Gas stations. Fast food drive-thrus. Single-family homes. These are all things city planners don’t want to see along Hamilton’s future LRT line, but currently, there's no way to stop it.
City Council voted Wednesday night to enact an interim control bylaw that would restrict the types of developments along the LRT line. (Steer Davies Gleave)

Gas stations. Fast food drive-thrus. Single-family homes on parcels of land that could easily be home to more lucrative developments.

These are all things city planners don't want to see along Hamilton's future light-rail transit (LRT) line. And now they're rushing to get a temporary bylaw in place to try to prevent them.

Developers are already approaching the city wanting to build along the route, said Jason Thorne, general manager of planning and economic development.

The city wants the right projects to be built along the King Street corridor — namely, not ones that focus on car traffic. The ideal is a multi-storey condo or apartment building with businesses on the ground floor.

We're starting to see interest for student residences east of Westdale now that they have that connection through the LRT.- Jason Thorne, manager of planning and economic development

But current zoning laws are lax, and if a fast food restaurant wanted to build a drive thru on a commercial space, there isn't much the city could do, Thorne said.

"It's pretty permissive zoning that allows a wide range of things, and some of those things aren't appropriate for the corridor now that there's going to be LRT," he said.

By fall, Thorne hopes to present an interim control bylaw that will specify which undesirable elements the city should avoid along the 10.8-kilometre route.

LRT is bringing interest from developers more interested now that the $1.2-billion project is a go.

"A good example is we're starting to see interest for student residences east of Westdale now that they have that connection through the LRT," he said. "So it's definitely generating development interest generally.

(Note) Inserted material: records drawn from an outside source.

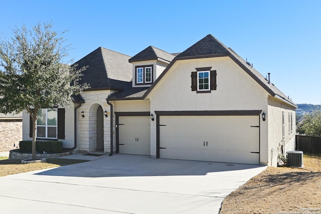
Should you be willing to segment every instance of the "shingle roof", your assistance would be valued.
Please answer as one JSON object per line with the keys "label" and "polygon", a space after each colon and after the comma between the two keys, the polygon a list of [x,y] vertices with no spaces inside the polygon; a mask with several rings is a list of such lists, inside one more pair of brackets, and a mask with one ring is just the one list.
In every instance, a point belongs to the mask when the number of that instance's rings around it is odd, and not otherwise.
{"label": "shingle roof", "polygon": [[140,98],[144,95],[149,87],[133,87],[132,82],[128,82],[124,86],[123,90],[115,93],[110,97],[111,100],[130,99]]}
{"label": "shingle roof", "polygon": [[3,114],[0,113],[0,119],[20,119],[22,118],[22,112],[20,112],[18,114]]}
{"label": "shingle roof", "polygon": [[175,57],[174,60],[167,66],[160,76],[144,94],[143,98],[144,98],[149,92],[152,90],[154,85],[157,83],[162,77],[175,63],[176,60],[219,56],[230,57],[272,96],[278,96],[278,98],[282,99],[284,101],[296,106],[292,100],[289,99],[286,95],[280,91],[274,84],[268,83],[267,80],[262,74],[252,67],[251,66],[247,64],[246,61],[242,57],[230,48],[227,48],[211,34],[208,35]]}
{"label": "shingle roof", "polygon": [[129,62],[163,59],[171,62],[175,56],[153,46],[148,46],[129,60]]}
{"label": "shingle roof", "polygon": [[88,66],[79,83],[89,83],[90,90],[122,88],[132,80],[129,58],[129,56],[99,47],[75,63],[78,67]]}

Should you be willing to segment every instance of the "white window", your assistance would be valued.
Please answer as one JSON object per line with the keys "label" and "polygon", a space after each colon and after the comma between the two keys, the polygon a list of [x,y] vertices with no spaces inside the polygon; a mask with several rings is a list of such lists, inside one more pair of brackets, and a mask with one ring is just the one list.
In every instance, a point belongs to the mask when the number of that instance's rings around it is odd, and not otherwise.
{"label": "white window", "polygon": [[197,72],[197,90],[210,90],[210,71]]}
{"label": "white window", "polygon": [[291,133],[293,132],[293,116],[291,113]]}
{"label": "white window", "polygon": [[145,68],[145,82],[151,82],[151,67]]}
{"label": "white window", "polygon": [[291,116],[289,112],[289,135],[291,134]]}
{"label": "white window", "polygon": [[152,65],[136,66],[136,84],[150,85],[152,83]]}
{"label": "white window", "polygon": [[137,83],[142,83],[143,81],[143,68],[137,68],[136,69],[136,82]]}
{"label": "white window", "polygon": [[282,138],[284,139],[284,112],[282,111]]}
{"label": "white window", "polygon": [[38,110],[37,114],[37,138],[57,139],[57,109]]}

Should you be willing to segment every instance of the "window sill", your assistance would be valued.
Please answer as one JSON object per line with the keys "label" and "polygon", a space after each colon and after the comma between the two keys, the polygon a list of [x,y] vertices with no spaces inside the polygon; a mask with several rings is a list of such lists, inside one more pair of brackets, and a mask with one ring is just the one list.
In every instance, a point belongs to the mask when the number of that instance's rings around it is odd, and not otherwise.
{"label": "window sill", "polygon": [[198,90],[196,91],[197,93],[211,93],[210,90]]}
{"label": "window sill", "polygon": [[36,138],[36,140],[38,141],[57,141],[58,140],[58,139],[57,139],[57,138]]}

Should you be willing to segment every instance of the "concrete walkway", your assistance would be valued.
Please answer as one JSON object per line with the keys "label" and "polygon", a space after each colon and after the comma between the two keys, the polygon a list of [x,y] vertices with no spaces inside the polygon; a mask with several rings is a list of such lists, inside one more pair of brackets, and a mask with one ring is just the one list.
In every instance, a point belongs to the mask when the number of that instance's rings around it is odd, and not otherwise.
{"label": "concrete walkway", "polygon": [[266,167],[116,154],[0,177],[3,213],[215,213]]}

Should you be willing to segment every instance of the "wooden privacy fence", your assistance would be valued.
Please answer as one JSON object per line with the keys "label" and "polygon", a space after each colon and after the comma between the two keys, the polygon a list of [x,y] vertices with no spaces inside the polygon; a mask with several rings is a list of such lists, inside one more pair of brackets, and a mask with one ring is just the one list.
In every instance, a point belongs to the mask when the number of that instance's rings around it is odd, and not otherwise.
{"label": "wooden privacy fence", "polygon": [[320,154],[321,138],[296,135],[295,150],[302,151],[304,154]]}

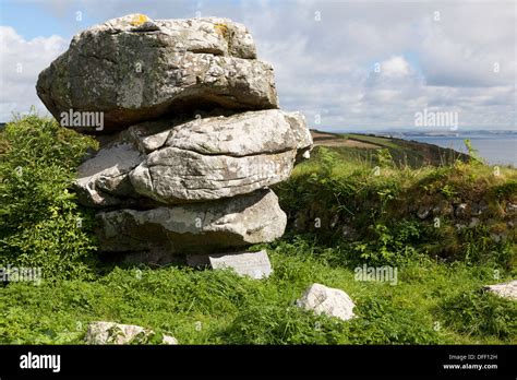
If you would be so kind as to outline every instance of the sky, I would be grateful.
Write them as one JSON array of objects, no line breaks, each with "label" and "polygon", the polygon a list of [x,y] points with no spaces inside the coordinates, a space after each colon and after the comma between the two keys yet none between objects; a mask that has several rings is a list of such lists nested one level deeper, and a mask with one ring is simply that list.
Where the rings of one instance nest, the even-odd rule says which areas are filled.
[{"label": "sky", "polygon": [[[130,13],[243,23],[275,68],[280,107],[327,131],[517,130],[517,1],[0,0],[0,121],[35,106],[72,36]],[[428,127],[429,128],[429,127]]]}]

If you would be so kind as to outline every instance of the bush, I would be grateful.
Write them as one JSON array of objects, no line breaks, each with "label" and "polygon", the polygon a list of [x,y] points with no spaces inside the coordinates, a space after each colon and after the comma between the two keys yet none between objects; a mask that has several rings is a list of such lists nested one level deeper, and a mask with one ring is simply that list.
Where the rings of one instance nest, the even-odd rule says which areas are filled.
[{"label": "bush", "polygon": [[0,134],[0,265],[40,268],[45,278],[89,276],[92,215],[69,191],[94,140],[29,115]]}]

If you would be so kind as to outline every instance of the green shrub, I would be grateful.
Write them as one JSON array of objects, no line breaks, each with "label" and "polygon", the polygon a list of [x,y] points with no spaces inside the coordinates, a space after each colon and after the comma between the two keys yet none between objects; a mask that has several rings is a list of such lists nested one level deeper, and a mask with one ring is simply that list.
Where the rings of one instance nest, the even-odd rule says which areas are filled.
[{"label": "green shrub", "polygon": [[36,115],[0,139],[0,265],[40,268],[46,280],[91,275],[92,215],[69,189],[93,139]]}]

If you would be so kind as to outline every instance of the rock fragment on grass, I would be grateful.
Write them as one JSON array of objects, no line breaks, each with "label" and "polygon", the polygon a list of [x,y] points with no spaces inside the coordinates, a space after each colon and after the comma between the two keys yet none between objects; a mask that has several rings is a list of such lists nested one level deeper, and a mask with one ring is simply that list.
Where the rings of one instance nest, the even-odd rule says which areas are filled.
[{"label": "rock fragment on grass", "polygon": [[[115,322],[92,322],[88,325],[85,341],[87,344],[135,344],[153,343],[155,332],[134,324]],[[164,335],[161,344],[178,344],[178,341]]]},{"label": "rock fragment on grass", "polygon": [[517,299],[517,280],[502,284],[485,285],[483,289],[503,298]]},{"label": "rock fragment on grass", "polygon": [[316,314],[323,313],[344,321],[356,317],[353,313],[356,305],[345,292],[322,284],[312,284],[297,300],[297,306],[313,310]]}]

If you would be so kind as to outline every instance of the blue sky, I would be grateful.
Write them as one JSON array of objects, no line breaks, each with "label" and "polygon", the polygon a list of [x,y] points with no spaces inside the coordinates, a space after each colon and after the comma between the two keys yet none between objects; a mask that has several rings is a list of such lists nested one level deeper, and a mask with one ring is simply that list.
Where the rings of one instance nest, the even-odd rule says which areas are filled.
[{"label": "blue sky", "polygon": [[144,13],[244,23],[275,68],[281,107],[311,127],[411,128],[428,109],[457,112],[465,129],[516,128],[515,1],[0,1],[0,121],[44,110],[37,74],[74,34]]}]

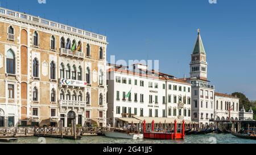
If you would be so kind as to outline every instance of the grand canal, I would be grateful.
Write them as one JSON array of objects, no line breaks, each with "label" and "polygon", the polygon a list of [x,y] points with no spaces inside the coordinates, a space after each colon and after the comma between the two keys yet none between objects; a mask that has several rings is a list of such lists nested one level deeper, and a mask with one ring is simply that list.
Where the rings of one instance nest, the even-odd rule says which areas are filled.
[{"label": "grand canal", "polygon": [[[256,144],[256,140],[239,139],[230,134],[189,135],[185,140],[127,140],[105,136],[84,136],[80,140],[36,137],[19,137],[14,144]],[[0,143],[1,144],[1,143]]]}]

"Our fear is there could be development projects that will come and plop down on one of our key development sites. That's what we're trying to stave off."

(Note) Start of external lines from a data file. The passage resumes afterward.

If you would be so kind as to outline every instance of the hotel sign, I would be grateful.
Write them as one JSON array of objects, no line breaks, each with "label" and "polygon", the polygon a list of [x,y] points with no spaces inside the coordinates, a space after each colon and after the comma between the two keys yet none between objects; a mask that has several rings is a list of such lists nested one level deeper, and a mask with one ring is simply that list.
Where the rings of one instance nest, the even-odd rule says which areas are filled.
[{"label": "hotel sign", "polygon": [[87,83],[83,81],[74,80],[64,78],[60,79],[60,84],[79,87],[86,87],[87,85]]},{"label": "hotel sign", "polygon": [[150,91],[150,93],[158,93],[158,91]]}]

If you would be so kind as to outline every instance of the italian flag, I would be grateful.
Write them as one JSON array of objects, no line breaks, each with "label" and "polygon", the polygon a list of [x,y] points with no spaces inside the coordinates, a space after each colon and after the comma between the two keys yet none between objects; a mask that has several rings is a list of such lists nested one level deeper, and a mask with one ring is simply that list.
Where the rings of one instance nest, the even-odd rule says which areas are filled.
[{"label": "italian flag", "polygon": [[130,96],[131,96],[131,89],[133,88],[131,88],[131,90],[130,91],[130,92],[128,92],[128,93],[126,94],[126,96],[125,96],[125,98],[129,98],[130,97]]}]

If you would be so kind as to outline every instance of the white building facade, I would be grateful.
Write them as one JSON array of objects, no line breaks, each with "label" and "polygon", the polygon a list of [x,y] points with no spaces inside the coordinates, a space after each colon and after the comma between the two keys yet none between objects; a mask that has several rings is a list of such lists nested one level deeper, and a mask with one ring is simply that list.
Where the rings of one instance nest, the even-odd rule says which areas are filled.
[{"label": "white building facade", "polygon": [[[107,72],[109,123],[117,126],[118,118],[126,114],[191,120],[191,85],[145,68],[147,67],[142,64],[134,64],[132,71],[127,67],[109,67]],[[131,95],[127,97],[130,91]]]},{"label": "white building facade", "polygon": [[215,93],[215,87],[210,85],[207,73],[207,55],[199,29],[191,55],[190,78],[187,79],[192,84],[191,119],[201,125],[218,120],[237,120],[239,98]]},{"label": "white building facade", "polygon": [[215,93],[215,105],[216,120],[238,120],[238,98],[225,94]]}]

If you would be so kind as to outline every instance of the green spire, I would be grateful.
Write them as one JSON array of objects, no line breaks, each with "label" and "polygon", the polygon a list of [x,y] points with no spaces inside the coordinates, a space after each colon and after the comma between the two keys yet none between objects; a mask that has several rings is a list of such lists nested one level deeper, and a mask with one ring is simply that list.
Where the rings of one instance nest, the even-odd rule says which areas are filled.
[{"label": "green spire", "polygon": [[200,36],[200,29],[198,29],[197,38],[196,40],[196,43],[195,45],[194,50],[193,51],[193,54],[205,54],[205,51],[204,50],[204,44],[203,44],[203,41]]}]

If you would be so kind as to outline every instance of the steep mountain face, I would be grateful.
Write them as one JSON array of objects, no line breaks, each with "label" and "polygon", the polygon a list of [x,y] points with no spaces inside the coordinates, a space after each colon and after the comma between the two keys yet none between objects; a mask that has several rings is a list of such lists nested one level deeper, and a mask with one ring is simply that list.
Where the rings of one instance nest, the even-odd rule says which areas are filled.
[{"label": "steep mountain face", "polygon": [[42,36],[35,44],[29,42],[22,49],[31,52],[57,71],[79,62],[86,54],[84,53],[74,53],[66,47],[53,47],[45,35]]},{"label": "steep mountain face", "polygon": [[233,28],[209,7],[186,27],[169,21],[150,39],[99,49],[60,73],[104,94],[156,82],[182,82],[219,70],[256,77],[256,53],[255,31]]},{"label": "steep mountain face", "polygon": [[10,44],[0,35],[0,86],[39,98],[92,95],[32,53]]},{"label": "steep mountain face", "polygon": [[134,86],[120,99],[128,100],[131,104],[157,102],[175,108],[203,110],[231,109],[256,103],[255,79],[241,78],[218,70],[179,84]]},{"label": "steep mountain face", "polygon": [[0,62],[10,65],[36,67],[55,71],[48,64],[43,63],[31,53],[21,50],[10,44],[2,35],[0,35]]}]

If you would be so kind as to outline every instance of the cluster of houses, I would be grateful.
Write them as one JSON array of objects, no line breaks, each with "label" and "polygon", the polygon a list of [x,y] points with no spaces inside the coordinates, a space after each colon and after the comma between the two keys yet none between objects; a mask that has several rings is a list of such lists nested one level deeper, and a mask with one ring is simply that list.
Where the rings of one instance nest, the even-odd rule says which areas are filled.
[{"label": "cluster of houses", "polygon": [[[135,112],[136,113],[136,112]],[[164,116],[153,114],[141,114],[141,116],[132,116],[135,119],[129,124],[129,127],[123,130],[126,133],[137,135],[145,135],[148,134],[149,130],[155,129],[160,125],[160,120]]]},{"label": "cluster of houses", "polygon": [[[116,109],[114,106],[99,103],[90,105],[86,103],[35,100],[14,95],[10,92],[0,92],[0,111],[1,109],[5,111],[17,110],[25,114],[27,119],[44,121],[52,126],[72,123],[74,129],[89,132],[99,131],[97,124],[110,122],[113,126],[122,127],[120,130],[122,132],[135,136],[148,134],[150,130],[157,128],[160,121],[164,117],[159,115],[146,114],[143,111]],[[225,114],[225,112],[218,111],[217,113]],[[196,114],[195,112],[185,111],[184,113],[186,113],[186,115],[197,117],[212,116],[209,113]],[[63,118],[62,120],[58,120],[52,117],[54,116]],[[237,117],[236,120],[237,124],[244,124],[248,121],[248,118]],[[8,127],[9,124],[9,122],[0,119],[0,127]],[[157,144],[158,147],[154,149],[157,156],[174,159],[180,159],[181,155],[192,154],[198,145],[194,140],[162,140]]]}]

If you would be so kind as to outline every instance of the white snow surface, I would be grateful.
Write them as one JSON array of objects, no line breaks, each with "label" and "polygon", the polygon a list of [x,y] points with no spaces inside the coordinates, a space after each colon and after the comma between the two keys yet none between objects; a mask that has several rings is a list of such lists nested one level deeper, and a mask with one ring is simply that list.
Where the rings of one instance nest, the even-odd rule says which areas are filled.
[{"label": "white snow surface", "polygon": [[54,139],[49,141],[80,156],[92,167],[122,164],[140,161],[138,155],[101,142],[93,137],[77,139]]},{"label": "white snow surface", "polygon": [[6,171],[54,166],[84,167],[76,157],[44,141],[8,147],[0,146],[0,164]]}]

Who develops where is key to LRT being a success in Hamilton. Economic spinoff is a major argument in favour of the system. But for LRT to pay off, the city has to allow the best projects on the best parcels of land.

The transit line itself will run along King Street from McMaster University to the Queenston traffic circle. A 2.3-kilometre A-line will run from King Street to the waterfront, and a three-kilometre track will connect the main line to the Wentworth maintenance facility.

The city will also build a pedestrian walkway from the Hunter GO station to the MacNab transit terminal.

LRT dominated discussion at city council's general issues committee on Wednesday, when staff recommended some next steps.

The city will set up a downtown office with Metrolinx for staff just working on LRT. It's also establishing a subcommittee that will include the Hamilton Chamber of Commerce and six city councillors.

Thorne's presentation on Monday included the idea of incentives for builders along the line. Coun. Lloyd Ferguson of Ancaster had a problem with that. If LRT is such an economic generator, Ferguson said, then why does the city need incentives?

Thorne said incentive grants would help bring the right development to the right areas. Even so, councillors agreed with Ferguson and scrapped that from the report's recommendations for now.